3. I agree with the view taken by my brother Banerji, and also in the order proposed by him. As pointed out by him in his judgment, the learned advocate for the respondent based much of his argument upon the case of Panna v. Nasir Husain Weekly Notes 1902, p. 60. I was one of the judges who decided that case, and as the result of the further argument addressed to us in this case I think that the view taken in that appeal is open to question. It will, however, be sufficient to consider this when a case similar to that arises. In the present case, as pointed out by my brother Banerji, the occupation of the house by the defendant was and is appurtenant to his agricultural holding, and so long as the holding subsists, he is, in the absence of any provision to the contrary, entitled to occupy the house until the agricultural holding is determined.
4. I agree with my learned colleagues in thinking that the appeal must succeed.
5. The appellant is an occupancy tenant in the village of Dharihal. In a partition made at the instance of the co-sharers, his agricultural holding fell to one co-sharer, whilst the site of the house in which he and his predecessors in title had lived for at least forty years fell to the lot of another co-sharer, namely, the plaintiff respondent. The latter demanded ground rent from the appellant for the site of the house, and on the appellant's refusal to pay, instituted the suit out of which this appeal arises, asking that the defendant be ejected from the site and ordered to remove the materials of the house within a time to be fixed by the Court, or that the plaintiff may be given possession of those materials at a price to be fixed by the Court. The Munsif dismissed the suit. On appeal it was decreed by the District Judge. The defendant comes here in second appeal.
6. It is clear that the demand of the plaintiff for ground rent was not based on any contract to pay ground rent. The amount of rent which the plaintiff demanded was, it is true, not a large amount, but it was an amount arbitrarily fixed by him. In my opinion the onus lies on him to prove that he is entitled to demand ground rent from the defendant, and this he has failed to discharge.

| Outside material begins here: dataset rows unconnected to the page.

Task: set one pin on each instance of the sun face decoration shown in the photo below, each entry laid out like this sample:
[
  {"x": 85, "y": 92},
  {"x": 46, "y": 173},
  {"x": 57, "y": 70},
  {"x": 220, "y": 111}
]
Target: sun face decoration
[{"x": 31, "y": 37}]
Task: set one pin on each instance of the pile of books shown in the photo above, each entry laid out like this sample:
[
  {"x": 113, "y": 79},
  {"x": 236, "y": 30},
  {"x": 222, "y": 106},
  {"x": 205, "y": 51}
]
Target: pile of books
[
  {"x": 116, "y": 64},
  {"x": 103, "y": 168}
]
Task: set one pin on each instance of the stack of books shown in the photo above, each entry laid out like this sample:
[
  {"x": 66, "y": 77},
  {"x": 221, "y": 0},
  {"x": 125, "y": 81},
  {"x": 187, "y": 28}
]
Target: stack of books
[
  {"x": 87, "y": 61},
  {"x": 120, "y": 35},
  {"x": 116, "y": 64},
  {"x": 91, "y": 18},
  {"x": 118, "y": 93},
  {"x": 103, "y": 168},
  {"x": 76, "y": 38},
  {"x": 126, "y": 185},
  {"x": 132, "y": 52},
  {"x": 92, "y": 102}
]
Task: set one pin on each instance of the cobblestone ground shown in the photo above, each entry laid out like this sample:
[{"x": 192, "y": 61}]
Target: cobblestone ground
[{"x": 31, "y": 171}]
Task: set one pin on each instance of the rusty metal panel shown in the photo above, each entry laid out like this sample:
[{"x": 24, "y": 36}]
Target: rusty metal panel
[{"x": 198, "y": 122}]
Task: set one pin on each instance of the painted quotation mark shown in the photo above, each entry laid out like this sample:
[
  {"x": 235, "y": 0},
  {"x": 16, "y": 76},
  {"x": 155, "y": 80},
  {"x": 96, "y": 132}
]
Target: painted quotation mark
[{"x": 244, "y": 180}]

7. It may, I think, be taken as settled law that before the partition the zamindars as a body could neither have demanded ground rent from the defendant or his predecessor in title, nor have ejected him from his house, and I fail to see how by effecting a partition amongst themselves, they could acquire a right which they did not previously possess when the village was undivided. This view is in accordance with that expressed by Blair J., in Dharam Singh v. Bhoolar Weekly Notes 1908, p. 123 which decision was affirmed in Letters Patent Appeal.
8. If the view adopted by the learned District Judge were approved, it would place in the hands of zamindars a powerful weapon against their tenants, and would go far to nullify all the enactments of the Legislature for securing fixity of tenure to agricultural tenants.
9. I may add that I entirely agree with my brother Banerji in his observations regarding the case of Panna v. Nazir Husain Weekly Notes 1902, p. 60, relied on by the learned advocate for the respondent. With all respect for the learned Judges who decided that case, I do not think the decision was right.
10. The appeal is decreed, the decree of the Court below is set aside, and that of the Court of first instance restored with costs both here and in the Court below.